For more than half a year, management at Nestlé Fiji have been stone-walling negotiations with the IUF-affiliated Fiji Sugar and General Workers' Union (FSGWU), which represents Nestlé workers and who make Maggi Noodles for the New Zealand market.
In 2006 Nestlé has reported record net profits of US$7.6 billion (an increase of almost 14% from 2005) and sales of almost US$80 billion (up 8.1% on 2005).
This means that Nestlé's profits alone are more than three times the Gross National Income (GNI) of Fiji and its sales are about the same as New Zealand's GNI.
Given these record profits it is nothing short of a scandal that the company continues to insist that workers in Fiji remain on below poverty line wages.
Fiji's poverty line was defined as F$3.50 (US$2.10) an hour several years ago, a figure which does not take into account the cost of housing, while Nestlé management have simply refused to increase wages beyond F$2.70 an hour.

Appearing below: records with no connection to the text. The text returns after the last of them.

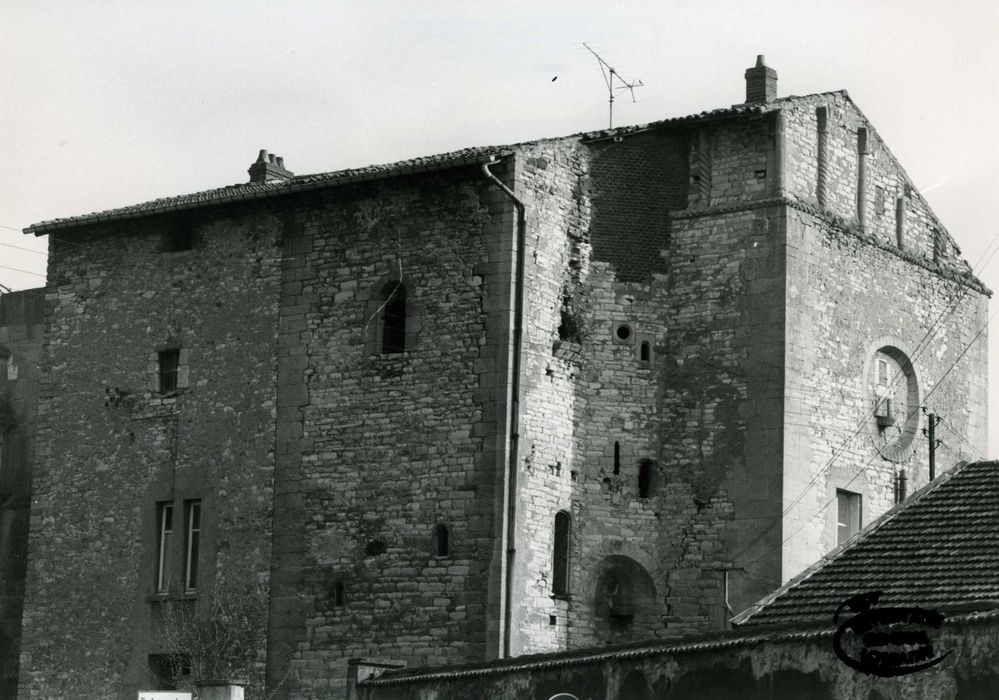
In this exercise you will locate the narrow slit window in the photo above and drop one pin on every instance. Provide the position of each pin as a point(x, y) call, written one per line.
point(178, 239)
point(645, 478)
point(164, 530)
point(169, 361)
point(394, 319)
point(442, 541)
point(560, 556)
point(339, 594)
point(192, 545)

During 2006 management intransigence led workers at the Nestlé factory to vote overwhelmingly to take industrial action in September 2006.

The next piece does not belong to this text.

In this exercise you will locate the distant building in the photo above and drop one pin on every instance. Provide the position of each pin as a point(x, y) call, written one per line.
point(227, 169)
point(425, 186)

In October 2006, IUF-affiliated unions representing Nestlé workers in the region wrote to Nestlé headquarters in Switzerland voicing their dissatisfaction with sub-poverty line wage rates, protesting at the failure of management to bargain in good faith and stating their solidarity with
workers in Fiji.
Whether Nestlé's actions could have ramifications for the popularity of its products is very hard to tell, but, in general, consumers, 22% of whom in New Zeland also happen
to be union members, are often very wary of buying products tainted with injustice.